This evening, candles will burn softly as Windermere Mayor Gary Bruhn leads the town’s annual service that honors the victims of the Sept. 11, 2001, terrorist attacks.
The event, which also will celebrate America, starts at 7 p.m. next to the town’s 9/11 Memorial Monument. It is situated between the Franklin W. Chase Memorial Library and Windermere Town Hall, 520 Main St.
Also, from 1-3 p.m. this afternoon, the Golden Pond Communities assisted living facility, 402 Lakeview Road, Winter Garden, will host a chicken-wing cookout to honor local paramedics, police officers and firefighters.
“We wanted to honor our heroes who help our residents (at Golden Pond) and let them know how much they are appreciated,” said Allison Dion, the facility’s executive director.

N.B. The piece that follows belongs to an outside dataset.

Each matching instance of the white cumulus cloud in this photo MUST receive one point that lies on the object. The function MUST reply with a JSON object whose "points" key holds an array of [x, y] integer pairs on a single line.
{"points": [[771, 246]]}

The monument in Windermere features a 650-lb., scarred section of a steel beam that was salvaged from the ruins of the World Trade Center in New York. Colorful, glazed tiles top a border that encircles the base of the memorial.
This striking monument was the 2009 Eagle Scout Leadership Service project of Jeff Cox, who was a member of Boy Scout Troop 6. With the support of Bruhn, the then 15-year-old Cox wrote a letter to the Port Authority of New York and New Jersey, requesting a piece of the World Trade Center for the memorial project.
Bruhn said a judge took seven months to approve the donation of the steel beam section, which at one time was considered crime-scene evidence. The beam includes more than a dozen protruding bolts, many of which are bent at different angles.
In addition to other tasks to create the monument, Cox and his fellow scouts painted the tiles on its border. Many of the tiles honor the victims of the attacks on the World Trade Center and the Pentagon and those who died in the crash of flight 93 in Pennsylvania.
There also are tiles that specifically honor the 60 New York Police Department officers and 343 members of the Fire Department of New York who perished in the Trade Center attack.
Cox’s project to create the 9/11 Memorial Monument took more than 2,000 hours to complete. It later was named the National Eagle Scout Service Project of the Year.
A sign on the monument that is dated Feb. 20, 2010, shares words from the late Guy F. Tozzoli, former president of the World Trade Center Association, and Byron Sutton, CEO at World Trade Center Orlando: “The flagship of our global network of World Trade Centers, a shining symbol of vision and optimism, was reduced to rubble tragically within two hours.
“But World Trade Centers everywhere, including World Trade Center Orlando, responded with one voice. We must redouble our work to bring the world together through international commerce. It is the surest path to world peace.”